Mark Zuckerburg says Facebook will weed out “false victory” claims during the presidential election, which will give Democrats the opportunity to keep President Trump from claiming victory while they count more mail-in “ballots” that will, of course, swing the election to Biden.
Zuckerberg’s announcement comes right after a pro-Biden firm said Trump “would be appearing” to win on election night but predicted Biden would “ultimately win a massive victory” after mail-in ballots are counted, i.e. a “red mirage.”
“To ensure that no fraudulent claims of victory are propagated on Facebook – a ludicrous notion that has been propagated by the press and the intelligence community without, as the liberals like to say, ‘a shred of evidence’ – Facebook will partner with Reuters, the financial newswire service, to ensure the integrity of its election night results,” Zero Hedge stated.
There doesn’t appear to be any plausible reason for Facebook to care that much unless the company wants to stop Trump from declaring victory on election night – and Facebook has reason to do so after Trump responded to Big Tech censorship by threatening to strip their liability protections intended for neutral platforms.
Unlike in-person voting, which links an actual person to a vote, critics warn that counterfeit mail-in ballots can be mixed into the results that swing the election to one candidate, i.e.
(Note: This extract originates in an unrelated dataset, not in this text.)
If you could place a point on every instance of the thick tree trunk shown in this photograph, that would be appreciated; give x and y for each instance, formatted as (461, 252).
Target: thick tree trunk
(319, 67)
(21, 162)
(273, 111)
Biden.
Last month, it was reported that a dead cat had received a voter registration form in the mail.
Furthermore, a citizen journalist reported that Democrats were harvesting mail-in ballots from nursing homes in Texas by fraudulently submitting ballot applications in bulk.
The journalist said that at least 32 applications supposedly from elderly voters were all submitted with the exact same handwriting, and were all submitted using the same pre-printed envelope with the same-style stamp.
Critics also warned that mail-in votes for another candidate, i.e. Trump, could be conveniently “lost in the mail.”
To illustrate, a local media reporter mailed in mock ballots from various locations in Philadelphia to see how long votes take to reach a PO box set up to represent an election office.
After about a week, the reporter discovers he has nothing to pick up at the post office.
Later on, after speaking to a manager, the post office finds a pile of envelopes, but other people’s mail has also been mis-sorted into the ballot mail.
Counting up the letters, the reporter discovers after four days, 21% of votes still hadn’t made it to their destination.
“And the batch we’d mailed a week prior, some of those were missing too,” the report states. “So of our 100 ballots 97 arrived, which sounds pretty good unless you consider the fact that that means three people that tried to vote by mail in our mock election were in fact disenfranchised by mail.”